白醋泡鸡蛋的实验Comparison of FCM versus EFM counts—A large data t (n= 259, Table1) from distinct marine envi
ronments was ud to compare viral counts obtained by FCM with EFM (using the protocol of Hennes and Suttle 1995). Overall, total virus counts ranged from <1 to 200 ×106mL–1, with highest counts in Southern North Sea (e.g., 107–108virus mL–1). Linear least-squares regression analysis indicated a strong correlation between FCM and EFM counts (FCM = 1.08 ×EFM + 0.65, r2= 0.80, n= 259). Regression slopes and intercept values were not significantly different from a 1:1 regression line with a slope of 1 and an intercept of 0 (slope: t-test = 0.143, P= 0.886; intercept: t-test = 0.069, P= 0.945).
Additionally, regression slopes ranged from 0.97 to 1.70 and were not significantly different between the environ-ments (analysis of variance [ANOVA] on ranks, P > 0.05). Highest slope values were found for North Atlantic and Curaçao samples. The deep samples (>500 m, n= 8) are likely to explain this result for North Atlantic; ratio of FCM to EFM of tho samples are high and ranged from 4 to 6 (2500–4350 m, n= 4). The high slope value for Curaçao samples is likely due to the small number of samples leading to a nonsignifi-cant regression (r2= 0.36, P < 0.28, n= 5). Coastal and offshore marine samples displayed similar regression slope values (Table 1). Moreover, the depth of sampling did not influence regression slopes (Table 1).
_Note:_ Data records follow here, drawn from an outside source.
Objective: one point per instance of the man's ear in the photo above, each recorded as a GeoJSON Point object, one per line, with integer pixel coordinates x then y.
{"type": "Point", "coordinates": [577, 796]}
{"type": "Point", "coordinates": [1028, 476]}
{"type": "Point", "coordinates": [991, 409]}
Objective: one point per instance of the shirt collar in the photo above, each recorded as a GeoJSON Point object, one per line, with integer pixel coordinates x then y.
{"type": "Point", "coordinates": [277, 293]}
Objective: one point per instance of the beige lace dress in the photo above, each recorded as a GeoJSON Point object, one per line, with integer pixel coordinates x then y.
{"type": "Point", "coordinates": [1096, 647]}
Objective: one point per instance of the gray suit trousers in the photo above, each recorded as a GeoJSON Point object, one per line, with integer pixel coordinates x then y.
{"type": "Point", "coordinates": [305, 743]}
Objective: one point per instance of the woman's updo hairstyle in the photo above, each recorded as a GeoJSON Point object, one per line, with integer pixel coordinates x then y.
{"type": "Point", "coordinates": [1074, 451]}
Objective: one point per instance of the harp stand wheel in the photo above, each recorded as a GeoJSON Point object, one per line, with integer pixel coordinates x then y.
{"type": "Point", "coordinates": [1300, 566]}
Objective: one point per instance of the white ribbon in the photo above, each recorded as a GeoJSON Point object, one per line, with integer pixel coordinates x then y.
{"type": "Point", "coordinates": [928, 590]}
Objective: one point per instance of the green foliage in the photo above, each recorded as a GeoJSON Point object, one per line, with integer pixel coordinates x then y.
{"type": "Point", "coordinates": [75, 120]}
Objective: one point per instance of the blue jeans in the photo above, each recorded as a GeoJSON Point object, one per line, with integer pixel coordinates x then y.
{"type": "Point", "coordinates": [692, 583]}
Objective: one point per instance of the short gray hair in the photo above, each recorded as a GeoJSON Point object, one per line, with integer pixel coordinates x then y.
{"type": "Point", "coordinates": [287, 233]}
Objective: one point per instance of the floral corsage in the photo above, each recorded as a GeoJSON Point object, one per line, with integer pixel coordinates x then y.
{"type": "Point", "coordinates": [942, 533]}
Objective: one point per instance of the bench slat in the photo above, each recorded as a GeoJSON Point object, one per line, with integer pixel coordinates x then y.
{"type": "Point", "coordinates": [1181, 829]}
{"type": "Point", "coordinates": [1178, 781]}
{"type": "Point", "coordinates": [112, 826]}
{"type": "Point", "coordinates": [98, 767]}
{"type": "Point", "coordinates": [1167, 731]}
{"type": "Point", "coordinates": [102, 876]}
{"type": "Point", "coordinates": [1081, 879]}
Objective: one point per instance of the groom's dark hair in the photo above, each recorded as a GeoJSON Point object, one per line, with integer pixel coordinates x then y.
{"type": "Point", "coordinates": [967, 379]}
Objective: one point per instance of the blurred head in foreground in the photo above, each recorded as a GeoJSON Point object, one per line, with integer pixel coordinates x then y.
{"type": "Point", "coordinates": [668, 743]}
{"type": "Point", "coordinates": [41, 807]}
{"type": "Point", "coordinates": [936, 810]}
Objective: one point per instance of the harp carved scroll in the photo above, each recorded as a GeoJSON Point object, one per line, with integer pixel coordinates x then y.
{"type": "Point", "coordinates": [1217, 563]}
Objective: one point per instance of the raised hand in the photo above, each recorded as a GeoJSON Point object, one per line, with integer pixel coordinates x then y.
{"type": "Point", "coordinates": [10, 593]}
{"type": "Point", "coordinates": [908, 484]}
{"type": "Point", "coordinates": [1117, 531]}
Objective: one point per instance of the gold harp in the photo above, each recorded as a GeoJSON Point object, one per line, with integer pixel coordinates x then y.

In the Arctic, samples were col-lected over a asonal cycle at different stations, but no a-sonal and/or spatial trends were obrved in the FCM versus EFM regressions (Table2).
Fig. 5.Cytogram of SYBR Green I–stained virus in natural aquatic sam-ple according to protocol described herein (10,000 events plotted). A fourth subpopulation with enhanced side-scatter signal may be obrved. This subpopulation, V4, commonly reprents large dsDNA algal virus. r.u., relative units.
Fig. 4.Cytogram of SYBR Green I–stained virus in typical natural aquatic sample according to protocol described herein (10,000 events plotted). Virus subpopulation with lowest green fluorescence is named V1, with midlevel fluorescence V2 and highest fluorescence V3. r.u., rela-tive units.